Fish oil helping prevent transplants for preemies


These are omega-3 fish oil tablets. People take them to prevent heart disease. But Houston doctors have started giving a form of this omega-3 fish oil to very premature babies. Doctors say an IV of fish oil can reverse a life-threatening complication that is common among these fragile babies.

A baby, who was born three months premature, has a digestive system that doesn't work yet. She gets her food through an IV but that IV nutrition can end up causing damage to the intestines and liver.
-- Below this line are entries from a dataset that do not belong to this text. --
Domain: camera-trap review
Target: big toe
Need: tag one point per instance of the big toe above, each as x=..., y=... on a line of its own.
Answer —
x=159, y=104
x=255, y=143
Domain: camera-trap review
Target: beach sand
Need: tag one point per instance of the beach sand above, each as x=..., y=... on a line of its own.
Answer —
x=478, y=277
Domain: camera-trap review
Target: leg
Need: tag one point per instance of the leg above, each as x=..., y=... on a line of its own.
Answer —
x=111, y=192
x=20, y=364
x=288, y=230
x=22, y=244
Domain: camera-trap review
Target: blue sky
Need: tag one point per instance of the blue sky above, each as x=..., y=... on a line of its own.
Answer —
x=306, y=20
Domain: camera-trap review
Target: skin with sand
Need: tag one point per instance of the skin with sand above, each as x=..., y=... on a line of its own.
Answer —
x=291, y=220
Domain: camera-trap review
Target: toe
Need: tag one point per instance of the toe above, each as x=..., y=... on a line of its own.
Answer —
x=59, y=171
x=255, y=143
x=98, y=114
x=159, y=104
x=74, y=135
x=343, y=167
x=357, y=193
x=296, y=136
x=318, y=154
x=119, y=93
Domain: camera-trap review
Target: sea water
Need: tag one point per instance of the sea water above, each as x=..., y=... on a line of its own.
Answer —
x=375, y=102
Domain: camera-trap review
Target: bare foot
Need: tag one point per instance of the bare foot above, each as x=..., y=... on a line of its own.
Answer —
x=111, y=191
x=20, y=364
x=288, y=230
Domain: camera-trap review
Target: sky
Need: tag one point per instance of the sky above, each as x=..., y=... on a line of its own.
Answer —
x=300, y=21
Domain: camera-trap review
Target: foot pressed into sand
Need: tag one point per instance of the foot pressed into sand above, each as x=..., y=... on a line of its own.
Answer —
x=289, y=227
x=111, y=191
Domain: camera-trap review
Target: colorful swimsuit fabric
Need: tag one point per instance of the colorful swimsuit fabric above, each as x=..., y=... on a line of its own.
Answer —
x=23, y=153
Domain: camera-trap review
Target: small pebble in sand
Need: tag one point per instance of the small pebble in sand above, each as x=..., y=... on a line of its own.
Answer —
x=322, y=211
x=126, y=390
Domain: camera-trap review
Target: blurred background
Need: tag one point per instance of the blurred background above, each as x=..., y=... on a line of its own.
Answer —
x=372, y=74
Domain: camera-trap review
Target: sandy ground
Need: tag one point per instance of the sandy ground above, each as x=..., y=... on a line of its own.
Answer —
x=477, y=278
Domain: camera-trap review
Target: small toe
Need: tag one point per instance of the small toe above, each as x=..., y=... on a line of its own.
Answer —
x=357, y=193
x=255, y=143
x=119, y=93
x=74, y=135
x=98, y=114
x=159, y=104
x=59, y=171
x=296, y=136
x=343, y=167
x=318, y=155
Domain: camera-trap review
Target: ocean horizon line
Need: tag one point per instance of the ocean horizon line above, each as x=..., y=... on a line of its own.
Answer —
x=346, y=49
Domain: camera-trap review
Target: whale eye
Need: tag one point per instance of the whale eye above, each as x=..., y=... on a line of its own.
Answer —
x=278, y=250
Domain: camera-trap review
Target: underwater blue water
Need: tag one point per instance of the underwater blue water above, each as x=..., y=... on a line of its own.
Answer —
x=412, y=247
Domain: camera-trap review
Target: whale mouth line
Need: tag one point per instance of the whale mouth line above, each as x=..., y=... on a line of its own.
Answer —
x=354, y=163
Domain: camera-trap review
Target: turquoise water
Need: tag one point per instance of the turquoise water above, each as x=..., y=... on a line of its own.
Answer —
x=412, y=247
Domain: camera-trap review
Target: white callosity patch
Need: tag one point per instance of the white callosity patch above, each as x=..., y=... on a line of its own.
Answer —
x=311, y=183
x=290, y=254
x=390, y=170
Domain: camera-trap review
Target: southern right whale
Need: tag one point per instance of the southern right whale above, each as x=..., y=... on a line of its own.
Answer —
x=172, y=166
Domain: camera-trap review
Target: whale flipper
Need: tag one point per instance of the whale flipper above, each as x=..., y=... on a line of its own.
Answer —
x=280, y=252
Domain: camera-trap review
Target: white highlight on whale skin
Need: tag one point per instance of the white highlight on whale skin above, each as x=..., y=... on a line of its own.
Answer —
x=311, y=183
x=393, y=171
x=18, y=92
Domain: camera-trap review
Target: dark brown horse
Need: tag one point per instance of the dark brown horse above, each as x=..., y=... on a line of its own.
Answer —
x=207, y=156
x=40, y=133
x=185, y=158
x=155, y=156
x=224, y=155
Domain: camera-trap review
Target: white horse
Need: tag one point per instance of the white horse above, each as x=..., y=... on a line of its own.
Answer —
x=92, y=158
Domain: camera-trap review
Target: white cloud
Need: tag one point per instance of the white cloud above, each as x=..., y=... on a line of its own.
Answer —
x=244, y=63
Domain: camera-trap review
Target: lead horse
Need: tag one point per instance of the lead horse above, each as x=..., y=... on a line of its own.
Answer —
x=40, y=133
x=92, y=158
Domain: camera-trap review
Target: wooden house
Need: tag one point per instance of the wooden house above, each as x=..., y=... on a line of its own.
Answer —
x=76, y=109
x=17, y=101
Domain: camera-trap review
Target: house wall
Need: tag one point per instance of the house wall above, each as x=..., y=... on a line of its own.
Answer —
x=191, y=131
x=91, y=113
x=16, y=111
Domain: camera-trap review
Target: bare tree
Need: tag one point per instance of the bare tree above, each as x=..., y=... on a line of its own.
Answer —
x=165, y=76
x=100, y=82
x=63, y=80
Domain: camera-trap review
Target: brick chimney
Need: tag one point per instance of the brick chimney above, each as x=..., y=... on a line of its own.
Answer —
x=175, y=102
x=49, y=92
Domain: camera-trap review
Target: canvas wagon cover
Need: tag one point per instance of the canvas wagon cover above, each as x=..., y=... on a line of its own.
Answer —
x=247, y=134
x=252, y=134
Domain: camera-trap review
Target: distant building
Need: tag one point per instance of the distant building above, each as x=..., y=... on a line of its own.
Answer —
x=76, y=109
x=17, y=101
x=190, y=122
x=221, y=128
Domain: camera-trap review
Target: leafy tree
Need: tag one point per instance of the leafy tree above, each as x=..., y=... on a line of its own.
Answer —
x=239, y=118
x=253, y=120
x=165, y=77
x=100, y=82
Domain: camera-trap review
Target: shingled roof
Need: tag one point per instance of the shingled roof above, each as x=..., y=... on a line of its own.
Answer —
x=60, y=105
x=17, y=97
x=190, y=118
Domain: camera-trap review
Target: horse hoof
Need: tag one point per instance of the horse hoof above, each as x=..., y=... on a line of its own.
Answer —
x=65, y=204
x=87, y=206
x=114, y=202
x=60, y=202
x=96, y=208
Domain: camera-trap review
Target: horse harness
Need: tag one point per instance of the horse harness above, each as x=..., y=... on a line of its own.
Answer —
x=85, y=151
So she now gets a second IV of fish oil, called Omegaven, can prevent either an intestine or liver transplant.

"Using this fish oil emulsion, Omegaven, in patients with liver failure actually reversed the liver failure," Dr. Beth Carter said.

And babies already on the transplant list get well.

"All around it's been a great thing," Dr. Carter said.

"She was very, very yellow and now there's no trace of that at all," said Veronica Salinas, whose daughter was given fish oil.

Ten-month-old Jaelynn is one of the 59 babies in the Texas Children's Omegaven study.

"The Omegaven has made a big, big difference for Jaelynn," Salinas said.

Her intestines don't work and she's still partially fed through a tube.

Even out of the hospital, Jaelynn continues to take Omegaven as prevention.

"Intestinal transplant that's what we were afraid of," said Jaelynn's father, Salvador Salinas.

Omegaven is not FDA approved. But Dr. Carter hopes it will be soon.

"It would be helpful if we had it available and FDA approved for every infant in the United States," Dr. Carter said.

So preemie babies in other cities can have the same chance of survival.